Świetne pytanie stary, ale pozwolę sobie połamać go filozoficznie, nie jako głupie, ale może nieco zbyt naiwne. Nie mogę mówić za innych ojców, nie wiem czy oni długo wyczekiwali na swoich potomków. Nie wiem nawet czy byli szczęśliwi, kiedy ustanowili coś tak wielkiego w swoim życiu. Może nawet „robiąc dziecko” nie mieli poczucia, że robią coś wielkiego. Nie wiem też jak bardzo emocjonalnie traktują swoją żonę, córkę. I na ile refleksyjne mają umysły – czy gdy patrzą na dziecko chodzące tymi samymi ulicami, którymi sami kiedyś chodzili doznają takich refleksji jak ja, żeby np. zrobić o tym kawałek czy też odczuwają coś na kształt wzruszenia. Bo ja właśnie tak się czułem nagrywając ten utwór. To nowe pokolenie – krew z krwi, kość z kości. Nie jestem więc w stanie powiedzieć jak inni mogliby odebrać taką samą sytuację. Dla mnie było to ogromne szczęście, choć zarazem wielkie wyzwanie. Nie bałem się jednak ojcostwa. Ta decyzja była w pełni świadoma. Zdecydowaliśmy się z partnerką na dziecko po trzydziestce. Bardziej obawiałem się o nie – o to czy urodzi się zdrowe. Trud, jaki trzeba włożyć w ojcostwo przerósł moje najśmielsze oczekiwania, ale z kolei radość z tego faktu była zdecydowanie większa. Nigdy nie sądziłem, że uwrażliwię się to tego stopnia, uzewnętrznię, aby opowiedzieć o tym ludziom. W pewnym momencie powiedziałem jednak pal sześć – tak jak słychać w intro do tego kawałka, generalnie mam gdzieś czy ktoś będzie się z tego śmiał czy nie. Osobiście, wzruszam się na samą myśl o tym, że mam dziś dziecko i że mam dla kogo walczyć o to, by radzić sobie w życiu coraz lepiej.

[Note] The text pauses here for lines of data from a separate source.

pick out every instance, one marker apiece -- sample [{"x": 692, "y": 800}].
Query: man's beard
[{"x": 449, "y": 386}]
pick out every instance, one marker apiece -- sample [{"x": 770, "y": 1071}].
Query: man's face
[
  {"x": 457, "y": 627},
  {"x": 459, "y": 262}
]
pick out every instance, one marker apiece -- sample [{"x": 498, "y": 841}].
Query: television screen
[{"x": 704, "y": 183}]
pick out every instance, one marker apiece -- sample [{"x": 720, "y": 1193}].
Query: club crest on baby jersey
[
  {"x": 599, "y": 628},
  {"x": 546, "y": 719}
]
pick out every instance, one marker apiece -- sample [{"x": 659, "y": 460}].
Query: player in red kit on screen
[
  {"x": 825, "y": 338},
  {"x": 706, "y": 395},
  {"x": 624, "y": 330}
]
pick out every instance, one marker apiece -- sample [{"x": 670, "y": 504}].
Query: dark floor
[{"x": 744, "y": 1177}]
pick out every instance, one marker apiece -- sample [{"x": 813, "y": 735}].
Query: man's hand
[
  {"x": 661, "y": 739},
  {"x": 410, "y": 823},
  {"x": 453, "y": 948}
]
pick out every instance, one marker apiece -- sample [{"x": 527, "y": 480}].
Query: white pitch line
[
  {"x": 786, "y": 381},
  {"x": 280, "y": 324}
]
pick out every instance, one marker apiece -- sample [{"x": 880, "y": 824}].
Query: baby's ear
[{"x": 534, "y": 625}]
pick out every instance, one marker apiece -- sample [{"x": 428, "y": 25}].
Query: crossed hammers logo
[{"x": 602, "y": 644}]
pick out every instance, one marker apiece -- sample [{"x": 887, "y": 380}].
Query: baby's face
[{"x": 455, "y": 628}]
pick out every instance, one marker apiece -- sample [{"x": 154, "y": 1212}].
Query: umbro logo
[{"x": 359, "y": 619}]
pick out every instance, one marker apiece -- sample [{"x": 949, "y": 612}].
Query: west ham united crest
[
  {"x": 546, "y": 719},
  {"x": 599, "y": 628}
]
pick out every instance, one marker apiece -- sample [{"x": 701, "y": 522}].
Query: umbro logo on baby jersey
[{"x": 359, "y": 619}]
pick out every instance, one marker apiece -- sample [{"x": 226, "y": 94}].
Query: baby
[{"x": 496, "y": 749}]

Pozostając w klimacie poprzedniego pytania, w myśl starej prawdy mówiącej o tym, że nikt nie zna nas lepiej od nas samych, chciałbym zapytać, jakim człowiekiem jesteś w życiu prywatnym – z dala od kamer, sceny i fanów? Czy ten bezkompromisowy, zdecydowany w poglądach i nieokiełznany jak się zdaje raper Waldemar Kasta, to ta sama osoba, z jaką przyjemność mają na co dzień najbliżsi, znajomi?
Najbliżsi mają chyba najtrudniej. Jestem tak zagmatwany w swojej rzeczywistości, że pewnie nie dostrzegam jaki jest prawdziwy kontekst tego jak mnie widzą. Zapewne postrzegają mnie jako znerwicowanego, zaaferowanego pracą człowieka, ogarniętego, swego rodzaju narcystycznym przekonaniem, że wszystko co jest wokół mnie jest najważniejsze. Pewnie nawet moja żona żyje w tym przekonaniu. Reasumując, prywatnie jestem zapracowanym, zakompleksionym gościem, który ma swoje do powiedzenia, jest absolutnie przekonany o swoich racjach. Ludzie zresztą różnie rozumieją moje słowa. Czasem na ich podstawie powstają przeróżne scenariusze, których nie spodziewałbym się nigdy pisząc dany kawałek. Zwyczajnie nie jestem w stanie brać odpowiedzialności za wszystko. Jedyną zaletą jaką znalazłbym patrząc na siebie jest konsekwencja, która kazała mi kiedyś uwierzyć w to co robię i do dziś dnia brnąć na przód, pomimo tego co się wokół nas dzieje. Poświęcę wszystko, zaryzykuję dobro własnej rodziny, aby móc zrealizować swoje pasje. Głęboko wierzę w to, że człowiek nie powstał, jako chomik wkładany do plastikowej maszynki-okrągłej zabawki, aby wciąż kręcić się w kieracie systemowym, ale po to, by odnaleźć swoją drogę. I ja ją znalazłem. Zajmuję się tym od 18 lat i mam nadzieję, że dojdę tam gdzie chcę.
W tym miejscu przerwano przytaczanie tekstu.